Esa raíz tiene nombre propio: Simoca. Cuando le dieron a elegir entre su pueblo y la gran ciudad, no dudó: “Simoca toda la vida. Es mi lugar en el mundo”.
Con esa misma claridad afronta el futuro. Ya retirado de la competencia, empezó a prepararse para lo que viene: “Ya terminé el curso de técnico y estoy empezando el de manager. Quiero estar preparado para cuando llegue una oportunidad”.
Durante la charla, también hubo espacio para recordar momentos duros, como el accidente de tránsito que sufrió. Lejos del dramatismo, lo cuenta con naturalidad: “Cuando desperté en el hospital lo primero que hice fue mover las piernas… lo más importante fue poder volver a ver a mis hijos”.
Sobre su relación con el fútbol, dejó una definición que lo pinta de cuerpo entero: “Nunca fui infeliz en el fútbol. Sí me frustré, sí me dolió perder finales, pero siempre volví a intentarlo”.
En cuanto al juego actual, el Pulga no compró el discurso nostálgico: “Se juega, se juega. Es otro fútbol, más físico… pero hay jugadores que lo hacen muy bien”. Y hasta se animó a destacar nombres propios como Zeballos, Aranda y Farías.
También hubo lugar para las anécdotas y el humor. Como el video viral que preguntaba por qué no jugó en el Barcelona: “Me llegó por todos lados (risas)… mis hijos lo ven y me dicen ‘qué goles lindos hacías’”.
Sobre sus mejores conquistas, eligió uno con sello personal: “Me gustó mucho uno de tres dedos contra Central Córdoba… pero gracias a Dios hice muchos lindos goles”.

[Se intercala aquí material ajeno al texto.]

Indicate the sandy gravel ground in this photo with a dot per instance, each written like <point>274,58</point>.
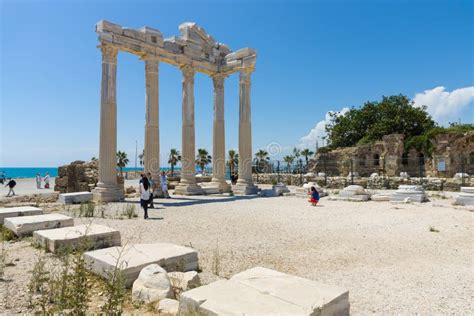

Fiel a sus convicciones, también fue tajante cuando habló de la posibilidad de jugar en San Martín de Tucumán: “Soy hincha de Atlético Tucumán… nunca podría jugar en el clásico rival”.
Con la misma sinceridad, reconoce lo que realmente le dejó el fútbol: “El cariño de la gente… eso es lo más importante”.
El Pulga se despide de las canchas, pero no del fútbol. Y lo hace como jugó toda su carrera: con talento, humildad y los pies sobre la tierra.